È stato nel secondo mandato di Dilma Rousseff (PT) che l’antipetismo è diventato un fenomeno di espressione politica. Nel 2014, una serie di manifestazioni di estensione senza precedenti hanno occupato le principali città brasiliane. Le proteste, che inizialmente contestavano l’aumento delle tariffe dei trasporti pubblici, hanno cominciato a criticare la Confederations Cup e il Mondiale di Calcio, la corruzione politica e la crisi economica. Nel 2016, le manifestazioni delle magliette verdi e gialle chiedevano l’impeachment della presidente, con un importante sostegno della stampa egemonica. Tutto ciò, insieme all’isolamento politico di Rousseff e ad un’articolazione dell’élite politica, giudiziaria ed economica in un nuovo progetto di potere, è culminato nell’uscita forzata della presidente due anni prima della fine del suo mandato e nell’arresto di Lula.

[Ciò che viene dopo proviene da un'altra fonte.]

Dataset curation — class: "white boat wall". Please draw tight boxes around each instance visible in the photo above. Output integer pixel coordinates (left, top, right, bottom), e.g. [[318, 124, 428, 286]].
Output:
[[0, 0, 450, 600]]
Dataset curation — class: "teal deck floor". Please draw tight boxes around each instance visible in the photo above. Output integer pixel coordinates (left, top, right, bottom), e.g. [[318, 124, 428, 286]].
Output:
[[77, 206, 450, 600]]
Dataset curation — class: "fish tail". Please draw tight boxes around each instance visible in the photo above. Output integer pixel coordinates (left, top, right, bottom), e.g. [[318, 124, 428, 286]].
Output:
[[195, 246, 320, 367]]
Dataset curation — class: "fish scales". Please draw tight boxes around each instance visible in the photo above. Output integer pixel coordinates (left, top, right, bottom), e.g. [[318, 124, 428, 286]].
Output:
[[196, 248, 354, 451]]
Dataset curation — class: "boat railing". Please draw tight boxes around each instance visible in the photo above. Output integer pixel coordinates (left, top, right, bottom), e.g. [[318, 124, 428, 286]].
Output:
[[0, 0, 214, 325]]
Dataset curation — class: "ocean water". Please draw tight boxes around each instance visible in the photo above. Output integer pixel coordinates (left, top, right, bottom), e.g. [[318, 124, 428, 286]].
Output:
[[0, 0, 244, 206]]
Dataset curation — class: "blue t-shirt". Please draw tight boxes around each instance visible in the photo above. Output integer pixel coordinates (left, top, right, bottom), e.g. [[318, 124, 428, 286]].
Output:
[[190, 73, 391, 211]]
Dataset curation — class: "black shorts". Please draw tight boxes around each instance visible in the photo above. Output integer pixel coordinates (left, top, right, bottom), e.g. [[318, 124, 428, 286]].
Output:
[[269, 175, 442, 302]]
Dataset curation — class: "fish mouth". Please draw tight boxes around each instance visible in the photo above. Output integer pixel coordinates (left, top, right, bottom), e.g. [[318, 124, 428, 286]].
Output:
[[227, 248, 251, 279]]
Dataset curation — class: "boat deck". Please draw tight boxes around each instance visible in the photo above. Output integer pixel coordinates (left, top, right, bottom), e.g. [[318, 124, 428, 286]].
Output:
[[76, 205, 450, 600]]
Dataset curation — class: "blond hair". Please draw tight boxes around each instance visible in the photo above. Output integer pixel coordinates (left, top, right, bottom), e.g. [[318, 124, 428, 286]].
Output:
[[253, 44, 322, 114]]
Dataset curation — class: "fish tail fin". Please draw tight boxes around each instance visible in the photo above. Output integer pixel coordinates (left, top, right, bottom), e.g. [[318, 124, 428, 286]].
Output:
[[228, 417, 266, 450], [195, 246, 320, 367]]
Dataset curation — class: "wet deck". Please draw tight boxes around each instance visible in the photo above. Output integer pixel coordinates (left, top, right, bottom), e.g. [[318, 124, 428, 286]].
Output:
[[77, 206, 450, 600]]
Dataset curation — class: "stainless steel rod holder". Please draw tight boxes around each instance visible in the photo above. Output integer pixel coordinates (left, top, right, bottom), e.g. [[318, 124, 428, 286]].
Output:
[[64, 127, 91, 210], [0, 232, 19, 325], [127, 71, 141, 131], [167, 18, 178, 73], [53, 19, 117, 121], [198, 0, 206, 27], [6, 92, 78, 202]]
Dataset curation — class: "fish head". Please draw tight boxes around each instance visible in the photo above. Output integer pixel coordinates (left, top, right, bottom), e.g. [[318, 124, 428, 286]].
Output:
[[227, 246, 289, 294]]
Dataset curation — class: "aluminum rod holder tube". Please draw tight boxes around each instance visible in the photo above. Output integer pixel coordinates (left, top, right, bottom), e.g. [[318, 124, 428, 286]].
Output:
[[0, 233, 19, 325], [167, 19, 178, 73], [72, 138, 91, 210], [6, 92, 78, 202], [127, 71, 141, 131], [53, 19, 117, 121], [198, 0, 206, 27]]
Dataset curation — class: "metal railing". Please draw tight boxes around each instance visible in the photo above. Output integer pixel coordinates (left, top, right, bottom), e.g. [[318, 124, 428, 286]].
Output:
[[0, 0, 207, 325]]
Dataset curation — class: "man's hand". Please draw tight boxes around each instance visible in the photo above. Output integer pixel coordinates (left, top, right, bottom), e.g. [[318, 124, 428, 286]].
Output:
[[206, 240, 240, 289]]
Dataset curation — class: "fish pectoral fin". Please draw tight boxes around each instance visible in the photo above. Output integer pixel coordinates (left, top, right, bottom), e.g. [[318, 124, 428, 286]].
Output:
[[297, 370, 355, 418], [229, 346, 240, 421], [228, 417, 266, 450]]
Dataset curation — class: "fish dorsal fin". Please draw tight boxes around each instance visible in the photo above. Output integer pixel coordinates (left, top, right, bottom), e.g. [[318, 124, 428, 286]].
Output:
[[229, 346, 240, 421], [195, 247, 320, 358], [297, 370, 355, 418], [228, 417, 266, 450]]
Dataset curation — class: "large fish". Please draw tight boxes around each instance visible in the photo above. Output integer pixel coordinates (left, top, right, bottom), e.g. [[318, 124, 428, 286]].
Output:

Il 7 aprile 2018, l’ex presidente è stato arrestato per i reati di corruzione e riciclaggio di denaro nell’operazione denominata “Lava Jato” (Car Wash), e ciò gli ha impedito di partecipare alle elezioni. Iniziata a marzo 2014, quella è stata la più grande indagine sulla corruzione condotta in Brasile e ha portato alla luce un mega-schema che coinvolgeva politici da sinistra a destra, nonché grandi società pubbliche e private.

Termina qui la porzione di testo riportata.